2.科学技術予算決定のメカニズムの歴史的変遷

日本の科学技術研究開発は政府と企業経営者によって計画される。研究開発資金は予算と投融資の合算である。日本では国家主導の科学技術研究が2割、民間主導の科学技術研究が8割と言われている。ドイツの割合もほぼ同じである。国家主導の科学技術研究は予算が中心で、民間企業の研究開発は投融資、金利、投資リターンを考慮する。
世界の科学技術を牽引する国家として、日本、米国、ドイツ、中国の存在は重要である。米国においては、覇権国家の最大の機能としての軍事の要請と世界の覇権企業経営者の科学技術戦略が大きなウエイトを占め、予算と投融資が加算され研究開発総額が決まる。中国においては、共産党指導ですべての研究開発資金が計画されなければならないが、投資とリターンのビジネス発想と共産党評価によるフィードバックが支配的である。日本政府は、国家的な視野、世界との研究開発競争の中で、研究開発予算と投融資を管理する必要がある。特に米国、中国、ドイツとの競争、棲み分け、連携などの発想が不可欠である。
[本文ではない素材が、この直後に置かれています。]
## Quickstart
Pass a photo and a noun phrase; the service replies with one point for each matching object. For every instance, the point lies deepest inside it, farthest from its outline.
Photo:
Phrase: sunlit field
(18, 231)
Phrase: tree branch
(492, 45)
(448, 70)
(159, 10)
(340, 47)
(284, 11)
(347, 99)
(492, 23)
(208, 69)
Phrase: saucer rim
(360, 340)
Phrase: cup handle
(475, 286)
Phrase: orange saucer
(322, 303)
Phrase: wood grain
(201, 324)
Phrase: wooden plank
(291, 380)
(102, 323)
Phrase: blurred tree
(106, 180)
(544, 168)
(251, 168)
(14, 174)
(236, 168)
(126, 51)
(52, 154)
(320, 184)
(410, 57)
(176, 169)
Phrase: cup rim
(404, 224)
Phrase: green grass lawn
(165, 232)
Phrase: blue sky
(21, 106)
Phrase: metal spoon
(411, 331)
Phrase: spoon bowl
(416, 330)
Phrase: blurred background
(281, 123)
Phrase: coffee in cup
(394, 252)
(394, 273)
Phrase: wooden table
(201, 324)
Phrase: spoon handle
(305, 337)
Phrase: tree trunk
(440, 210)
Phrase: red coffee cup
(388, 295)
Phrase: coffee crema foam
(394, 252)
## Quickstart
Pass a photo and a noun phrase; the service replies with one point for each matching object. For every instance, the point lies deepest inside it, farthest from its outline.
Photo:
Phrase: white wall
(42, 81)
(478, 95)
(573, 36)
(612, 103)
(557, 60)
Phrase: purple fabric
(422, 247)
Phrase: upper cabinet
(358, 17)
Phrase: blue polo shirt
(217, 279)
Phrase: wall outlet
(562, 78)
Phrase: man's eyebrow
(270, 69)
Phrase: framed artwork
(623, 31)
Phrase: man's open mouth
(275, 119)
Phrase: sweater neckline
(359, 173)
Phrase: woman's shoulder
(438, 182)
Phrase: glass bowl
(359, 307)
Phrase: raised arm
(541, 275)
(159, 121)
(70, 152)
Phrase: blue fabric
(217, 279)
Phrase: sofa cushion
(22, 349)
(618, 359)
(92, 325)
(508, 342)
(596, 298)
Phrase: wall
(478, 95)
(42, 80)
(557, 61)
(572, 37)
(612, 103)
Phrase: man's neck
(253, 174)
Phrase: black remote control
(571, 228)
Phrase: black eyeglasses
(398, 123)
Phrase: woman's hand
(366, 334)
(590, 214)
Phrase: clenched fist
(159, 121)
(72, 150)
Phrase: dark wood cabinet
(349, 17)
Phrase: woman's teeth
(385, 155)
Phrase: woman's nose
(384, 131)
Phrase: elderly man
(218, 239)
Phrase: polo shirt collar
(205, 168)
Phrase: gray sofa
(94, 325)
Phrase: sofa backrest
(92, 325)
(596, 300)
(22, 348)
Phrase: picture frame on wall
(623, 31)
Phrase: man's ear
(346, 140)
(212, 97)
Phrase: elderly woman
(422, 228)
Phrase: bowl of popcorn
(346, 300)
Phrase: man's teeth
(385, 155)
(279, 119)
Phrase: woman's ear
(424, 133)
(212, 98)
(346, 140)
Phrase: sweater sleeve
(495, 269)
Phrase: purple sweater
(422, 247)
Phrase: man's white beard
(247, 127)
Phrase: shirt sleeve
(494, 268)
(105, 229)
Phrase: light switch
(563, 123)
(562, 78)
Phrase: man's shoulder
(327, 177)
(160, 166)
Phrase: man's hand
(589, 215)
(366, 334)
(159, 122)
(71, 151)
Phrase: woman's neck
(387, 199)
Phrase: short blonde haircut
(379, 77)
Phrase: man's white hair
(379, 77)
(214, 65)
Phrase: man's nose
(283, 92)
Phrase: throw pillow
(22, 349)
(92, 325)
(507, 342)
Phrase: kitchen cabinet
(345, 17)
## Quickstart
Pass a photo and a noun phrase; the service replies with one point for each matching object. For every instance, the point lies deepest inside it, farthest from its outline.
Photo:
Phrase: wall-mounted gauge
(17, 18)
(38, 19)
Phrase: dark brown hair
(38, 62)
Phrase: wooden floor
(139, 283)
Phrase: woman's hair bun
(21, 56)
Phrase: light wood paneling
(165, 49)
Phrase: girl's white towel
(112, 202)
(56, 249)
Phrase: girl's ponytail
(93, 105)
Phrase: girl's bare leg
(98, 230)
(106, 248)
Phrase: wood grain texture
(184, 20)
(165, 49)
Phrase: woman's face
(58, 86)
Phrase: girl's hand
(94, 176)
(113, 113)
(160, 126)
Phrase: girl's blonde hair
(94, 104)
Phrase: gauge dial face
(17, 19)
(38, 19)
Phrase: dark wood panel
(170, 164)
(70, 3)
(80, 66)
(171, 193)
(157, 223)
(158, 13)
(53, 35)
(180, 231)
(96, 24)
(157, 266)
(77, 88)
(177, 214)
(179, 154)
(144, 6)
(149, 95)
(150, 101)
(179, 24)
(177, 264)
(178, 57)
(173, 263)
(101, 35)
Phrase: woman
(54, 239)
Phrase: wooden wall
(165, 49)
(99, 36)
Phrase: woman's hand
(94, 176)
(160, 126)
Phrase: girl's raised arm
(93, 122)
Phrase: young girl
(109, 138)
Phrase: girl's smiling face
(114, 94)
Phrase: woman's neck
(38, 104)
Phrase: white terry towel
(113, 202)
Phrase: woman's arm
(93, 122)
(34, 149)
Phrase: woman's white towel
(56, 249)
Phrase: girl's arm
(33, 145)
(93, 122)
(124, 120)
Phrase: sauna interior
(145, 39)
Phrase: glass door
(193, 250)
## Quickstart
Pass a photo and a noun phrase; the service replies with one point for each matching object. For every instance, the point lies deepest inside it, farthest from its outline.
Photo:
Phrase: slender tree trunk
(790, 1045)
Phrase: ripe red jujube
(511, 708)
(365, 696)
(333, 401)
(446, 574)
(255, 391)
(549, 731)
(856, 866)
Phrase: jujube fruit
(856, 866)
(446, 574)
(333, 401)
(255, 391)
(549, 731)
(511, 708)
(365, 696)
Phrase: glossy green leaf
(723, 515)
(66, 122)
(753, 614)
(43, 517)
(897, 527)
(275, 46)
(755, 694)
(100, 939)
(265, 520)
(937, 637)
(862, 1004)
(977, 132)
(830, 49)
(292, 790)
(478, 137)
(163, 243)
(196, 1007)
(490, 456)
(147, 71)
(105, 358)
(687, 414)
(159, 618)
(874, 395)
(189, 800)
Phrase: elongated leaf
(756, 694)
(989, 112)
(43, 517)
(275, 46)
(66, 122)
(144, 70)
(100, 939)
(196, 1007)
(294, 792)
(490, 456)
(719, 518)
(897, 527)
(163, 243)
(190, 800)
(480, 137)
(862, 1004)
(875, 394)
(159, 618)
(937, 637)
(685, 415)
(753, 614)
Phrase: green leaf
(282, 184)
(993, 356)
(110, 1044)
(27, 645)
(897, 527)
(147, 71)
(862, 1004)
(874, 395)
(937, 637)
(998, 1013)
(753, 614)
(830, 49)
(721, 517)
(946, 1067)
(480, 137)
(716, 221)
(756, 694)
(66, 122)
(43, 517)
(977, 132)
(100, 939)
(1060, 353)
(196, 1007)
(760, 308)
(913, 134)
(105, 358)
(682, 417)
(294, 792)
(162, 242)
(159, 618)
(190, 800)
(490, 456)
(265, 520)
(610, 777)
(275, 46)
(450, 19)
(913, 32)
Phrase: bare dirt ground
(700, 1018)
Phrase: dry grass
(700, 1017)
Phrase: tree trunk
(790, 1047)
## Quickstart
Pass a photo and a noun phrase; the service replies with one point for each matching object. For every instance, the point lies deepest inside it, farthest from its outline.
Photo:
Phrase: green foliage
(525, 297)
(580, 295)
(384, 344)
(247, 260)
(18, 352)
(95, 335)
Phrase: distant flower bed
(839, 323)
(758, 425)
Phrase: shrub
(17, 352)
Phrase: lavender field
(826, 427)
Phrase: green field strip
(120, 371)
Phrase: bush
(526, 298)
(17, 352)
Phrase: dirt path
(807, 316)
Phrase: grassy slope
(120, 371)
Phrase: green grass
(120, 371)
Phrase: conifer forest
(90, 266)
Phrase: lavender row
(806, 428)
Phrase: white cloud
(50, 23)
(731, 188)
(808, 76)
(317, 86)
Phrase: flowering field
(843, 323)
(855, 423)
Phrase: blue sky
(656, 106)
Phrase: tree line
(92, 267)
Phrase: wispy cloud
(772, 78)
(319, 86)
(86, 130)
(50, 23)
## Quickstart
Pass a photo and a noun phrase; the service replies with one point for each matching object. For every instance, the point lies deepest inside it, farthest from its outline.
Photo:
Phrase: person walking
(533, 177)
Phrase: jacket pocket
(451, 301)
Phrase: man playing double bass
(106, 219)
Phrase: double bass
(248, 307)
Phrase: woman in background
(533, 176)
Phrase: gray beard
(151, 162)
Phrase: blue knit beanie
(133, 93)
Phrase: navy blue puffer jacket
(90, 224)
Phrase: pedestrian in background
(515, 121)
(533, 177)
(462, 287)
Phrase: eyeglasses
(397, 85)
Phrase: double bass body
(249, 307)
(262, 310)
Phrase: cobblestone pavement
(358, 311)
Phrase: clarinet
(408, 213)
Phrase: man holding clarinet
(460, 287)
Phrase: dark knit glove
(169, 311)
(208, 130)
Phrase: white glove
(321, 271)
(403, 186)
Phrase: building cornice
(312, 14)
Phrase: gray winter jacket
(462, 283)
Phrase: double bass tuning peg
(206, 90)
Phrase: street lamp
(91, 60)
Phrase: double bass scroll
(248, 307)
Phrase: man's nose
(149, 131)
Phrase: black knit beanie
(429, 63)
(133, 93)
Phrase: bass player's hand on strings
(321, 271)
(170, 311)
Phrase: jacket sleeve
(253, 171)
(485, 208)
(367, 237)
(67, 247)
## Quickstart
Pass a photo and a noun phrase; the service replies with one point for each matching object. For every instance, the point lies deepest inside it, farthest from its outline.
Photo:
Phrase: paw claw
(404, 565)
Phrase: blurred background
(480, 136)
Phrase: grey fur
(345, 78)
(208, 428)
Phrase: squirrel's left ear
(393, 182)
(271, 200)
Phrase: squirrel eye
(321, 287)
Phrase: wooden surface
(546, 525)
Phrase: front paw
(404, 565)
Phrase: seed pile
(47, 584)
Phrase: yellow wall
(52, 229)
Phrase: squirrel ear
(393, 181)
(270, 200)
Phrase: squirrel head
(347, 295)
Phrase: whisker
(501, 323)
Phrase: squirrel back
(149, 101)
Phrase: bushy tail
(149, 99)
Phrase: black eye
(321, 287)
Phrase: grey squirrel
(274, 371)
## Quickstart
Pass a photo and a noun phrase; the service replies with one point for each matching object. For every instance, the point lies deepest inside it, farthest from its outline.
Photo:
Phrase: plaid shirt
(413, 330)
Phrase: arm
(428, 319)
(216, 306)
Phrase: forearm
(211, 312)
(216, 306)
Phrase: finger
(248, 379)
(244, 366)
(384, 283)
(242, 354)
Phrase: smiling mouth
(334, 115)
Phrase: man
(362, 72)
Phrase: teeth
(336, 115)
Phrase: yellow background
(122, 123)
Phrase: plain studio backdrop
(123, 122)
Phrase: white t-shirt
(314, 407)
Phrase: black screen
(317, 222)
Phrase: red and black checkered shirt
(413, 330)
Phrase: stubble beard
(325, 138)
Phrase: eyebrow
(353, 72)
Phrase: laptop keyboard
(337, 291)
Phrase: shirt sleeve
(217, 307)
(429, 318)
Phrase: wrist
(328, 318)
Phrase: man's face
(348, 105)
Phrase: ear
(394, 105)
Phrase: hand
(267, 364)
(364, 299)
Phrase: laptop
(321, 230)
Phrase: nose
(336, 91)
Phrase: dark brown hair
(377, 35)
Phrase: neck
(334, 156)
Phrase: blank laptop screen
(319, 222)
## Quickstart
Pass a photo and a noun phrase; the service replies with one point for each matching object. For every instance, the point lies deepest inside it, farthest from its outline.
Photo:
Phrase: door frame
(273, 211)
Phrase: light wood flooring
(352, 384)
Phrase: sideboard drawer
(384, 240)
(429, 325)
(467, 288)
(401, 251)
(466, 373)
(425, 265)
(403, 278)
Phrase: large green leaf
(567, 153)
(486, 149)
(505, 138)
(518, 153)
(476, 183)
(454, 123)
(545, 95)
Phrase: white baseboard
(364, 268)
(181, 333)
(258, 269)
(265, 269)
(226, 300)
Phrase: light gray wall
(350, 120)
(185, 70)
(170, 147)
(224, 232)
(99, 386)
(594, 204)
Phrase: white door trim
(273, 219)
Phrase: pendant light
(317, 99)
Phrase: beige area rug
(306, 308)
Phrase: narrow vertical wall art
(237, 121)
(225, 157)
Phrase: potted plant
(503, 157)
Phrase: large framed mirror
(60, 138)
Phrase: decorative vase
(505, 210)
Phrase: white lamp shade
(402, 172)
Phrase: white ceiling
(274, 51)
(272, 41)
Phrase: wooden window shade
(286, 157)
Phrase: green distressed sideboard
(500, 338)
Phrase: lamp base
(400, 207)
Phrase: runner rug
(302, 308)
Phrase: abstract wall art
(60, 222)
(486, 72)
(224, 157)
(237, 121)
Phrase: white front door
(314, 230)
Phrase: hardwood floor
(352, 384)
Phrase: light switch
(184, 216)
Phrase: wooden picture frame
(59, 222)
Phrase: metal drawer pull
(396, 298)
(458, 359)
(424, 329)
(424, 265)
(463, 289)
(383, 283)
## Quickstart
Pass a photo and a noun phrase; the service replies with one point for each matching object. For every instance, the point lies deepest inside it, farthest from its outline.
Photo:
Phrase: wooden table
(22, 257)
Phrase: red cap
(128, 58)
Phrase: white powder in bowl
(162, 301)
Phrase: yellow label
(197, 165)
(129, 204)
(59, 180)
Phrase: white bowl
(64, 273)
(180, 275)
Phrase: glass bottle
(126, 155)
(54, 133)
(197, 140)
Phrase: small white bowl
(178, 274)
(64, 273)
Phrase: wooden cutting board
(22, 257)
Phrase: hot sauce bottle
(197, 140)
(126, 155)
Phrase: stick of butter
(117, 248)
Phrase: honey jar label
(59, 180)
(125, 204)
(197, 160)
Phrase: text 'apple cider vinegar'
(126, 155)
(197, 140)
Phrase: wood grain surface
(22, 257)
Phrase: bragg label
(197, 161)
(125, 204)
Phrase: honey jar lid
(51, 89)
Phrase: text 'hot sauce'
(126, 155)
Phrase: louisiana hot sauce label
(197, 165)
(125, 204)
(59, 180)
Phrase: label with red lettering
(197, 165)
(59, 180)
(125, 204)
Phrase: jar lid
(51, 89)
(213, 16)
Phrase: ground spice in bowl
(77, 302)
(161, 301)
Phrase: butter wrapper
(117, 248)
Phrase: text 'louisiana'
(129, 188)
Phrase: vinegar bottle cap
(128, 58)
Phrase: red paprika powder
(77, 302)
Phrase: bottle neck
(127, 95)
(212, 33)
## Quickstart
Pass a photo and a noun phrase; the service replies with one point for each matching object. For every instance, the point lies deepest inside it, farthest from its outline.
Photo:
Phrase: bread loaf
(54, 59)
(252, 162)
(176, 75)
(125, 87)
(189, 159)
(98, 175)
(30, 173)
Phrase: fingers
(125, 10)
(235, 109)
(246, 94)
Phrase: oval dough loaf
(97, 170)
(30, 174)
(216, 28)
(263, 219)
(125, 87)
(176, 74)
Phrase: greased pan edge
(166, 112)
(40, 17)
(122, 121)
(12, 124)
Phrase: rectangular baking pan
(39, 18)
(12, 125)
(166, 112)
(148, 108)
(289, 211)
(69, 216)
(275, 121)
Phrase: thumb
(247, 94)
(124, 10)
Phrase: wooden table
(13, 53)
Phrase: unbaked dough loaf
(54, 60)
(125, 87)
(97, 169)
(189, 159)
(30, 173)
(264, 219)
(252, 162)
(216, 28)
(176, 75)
日本政府の科学技術政策の究極の目標というのは、官僚的統制とか学界の階層的権威といった、息の根を止めるような犠牲を払うことなく、かつ学者の個人的権力とか自己保存などに研究努力を集中することなく、世界的な規模と多様性が持つ研究環境を引き出すことのできる研究者を創りだし、世界をリードすることである。
元国務大臣・元大蔵省事務次官相沢英之氏[1]に対し、オーラル第1回200958日~342012611日まで34回×2時間=聴取時間68時間、元参議院議員・元通商産業省事務次官矢野俊比古氏[2]に対し、オーラル第1回20091112日~422012127日×2時間聴取時間84時間を行った(伊藤隆東京大学名誉教授・近現代史と2人で行い、今後国会図書館憲政資料室に永久保存の予定である)。また本稿は、相沢氏の加筆修正とキャッチボールで確認することができた(2016年)。大蔵省主計局主計官と科学技術への予算・投融資ミックスは以下である。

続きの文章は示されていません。